“I think it’s important to portray particularly women and femme people of all races and ethnicities as living fantastical lives, and being interested and interesting, in as many ways as actually exist.”
Artist Ruth Speer exists out of time; I mean this in the best way imaginable. If you scroll through her portfolio, or take a peek at her social media, you’ll surely find yourself confronted with a piece of artwork that makes you long for a place that’s impossible to get to. Part of Ruth’s power – and why I was delighted to learn more about her process – is her ability to take images we might be familiar with (Alice in Wonderland, mermaids, fairies, St.
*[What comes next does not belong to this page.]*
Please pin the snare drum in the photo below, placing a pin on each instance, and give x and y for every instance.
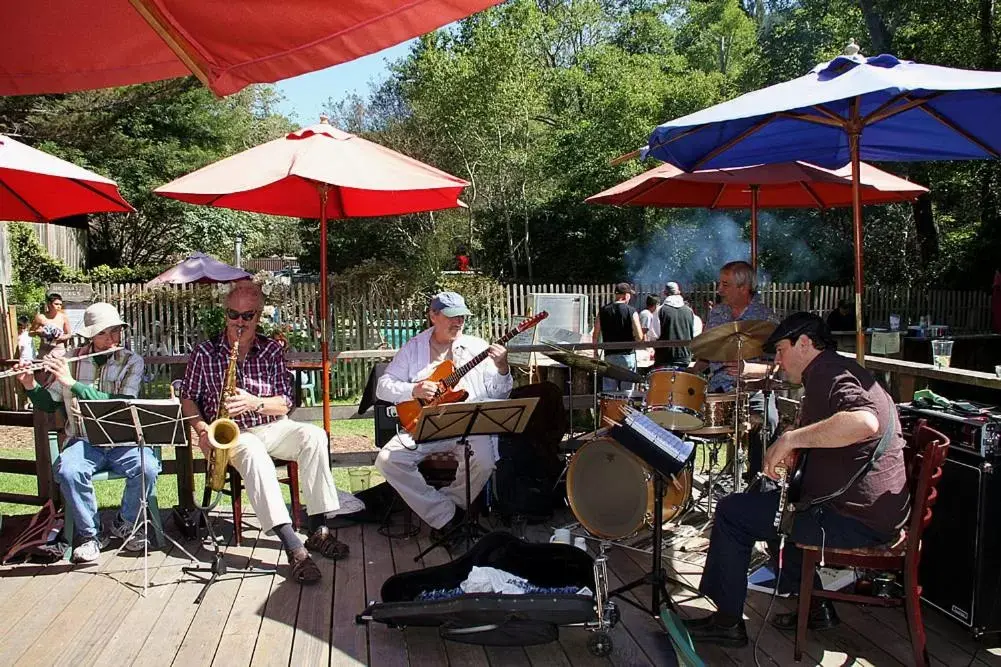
(676, 400)
(721, 414)
(612, 404)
George and the Dragon, to name a few) and infuse the story with the kind of modernity that feels fearless. Heroes of color, women, and people with different abilities and from different backgrounds take center stage on her canvas.
Ruth strives to make Fantasy a place for all, and in doing so has gifted us beautiful work that will surely remain happily out of time. She inspires us with her art to dream a bit bigger and to challenge the old guard.
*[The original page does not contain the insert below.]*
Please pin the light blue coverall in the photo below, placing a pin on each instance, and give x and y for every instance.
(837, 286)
What follows is an excerpt of our conversation, which you can read in full in Issue #1 of The Seelie Crow magazine.
The Seelie Crow: When did you discover your artistic skill? Was there a moment you realized you had a calling?
Ruth Speer: I think it was more of a gradual pathway than a realization – I wanted all sorts of things growing up, from being a Fantasy writer to running a bed & breakfast. I always loved drawing and painting, though, and it slowly turned into a viable vocation throughout my teens until I was suddenly doing it full time in college. And here I have been, quite happily, ever since!
The Seelie Crow: Were you always drawn to Fantasy?
Ruth Speer: Yes! I have notebooks from my childhood where I would write and illustrate my own fairy tales that I told to my sister. These, of course, sprung from reading fairy tales and Greek myths and Fantasy novels all the time. I have no idea why I was drawn to these things – I think I’ve always searched, in my work, for that spine-tingling, overwhelming atmospheric feeling of immersion that comes from experiencing a specific moment in a film, or the key change in a song, or the slow burn romance of two characters in a story. And fantastical imagery, or magical realism, or surrealism, and all of the above, have felt the best way to attempt creating those moments myself.
The Seelie Crow: Your art seems to pull from your own imagination as well as history, folklore, fairy tales, mythology, and classical pieces. What is your process of developing a piece? How do you – for lack of a better term – sift through the noise to find what works best for you?
Ruth Speer: I honestly would have such a hard time trying to explain it! Sometimes it feels like I go into a deep cave in my brain when I’m hammering out a concept, where all the archived bits of ideas and imagery are filed, and then I step back out, and it’s several hours later, and the piece has been thought up somehow. I tend to think a lot about the power of associations – the often subconscious feelings, or emotions that using certain visual language will evoke, and how I can use what I know of art history and popular culture to build the story I want to tell for the viewer. Of course, the beauty of art is that every viewer will have their own experience of a piece, so that a single painting can tell a thousand stories to a thousand different people. But, I also spend a lot of time and energy trying to be as thoughtful as possible in the elements I’m cobbling together, and what the effect might logically be.
The Seelie Crow: One of my favorite pieces of yours is a painting that appeared in your book There Is A Magic Deeper Still of a Black, female sailor and a white male merman. Your art regularly features Fantastical people of varying backgrounds, abilities, and race. Why do you think it’s important to bring these kinds of characters into your world?
Ruth Speer: I don’t think I can do justice to the actual width and breadth and depth of the world, or try and create a new and fantastical or magical one, without portraying people as they truly exist, in all their myriad lovely differences, including backgrounds, abilities, and race. It wouldn’t be as interesting or truthful. I try and give each character as much of a distinct personhood and story as I can, even if it’s just one image, not only because it’s so much better for telling the kind of atmospheric story I described earlier that I’m always trying to create, but because making art of people, especially women, that is merely decorative from beginning to end feels like a leftover tradition from particularly Western art history I don’t want to continue. And for historically marginalized people, that merely decorative aspect is even more sinister. I think it’s important to portray particularly women and femme people of all races and ethnicities as living fantastical lives, and being interested and interesting, in as many ways as actually exist.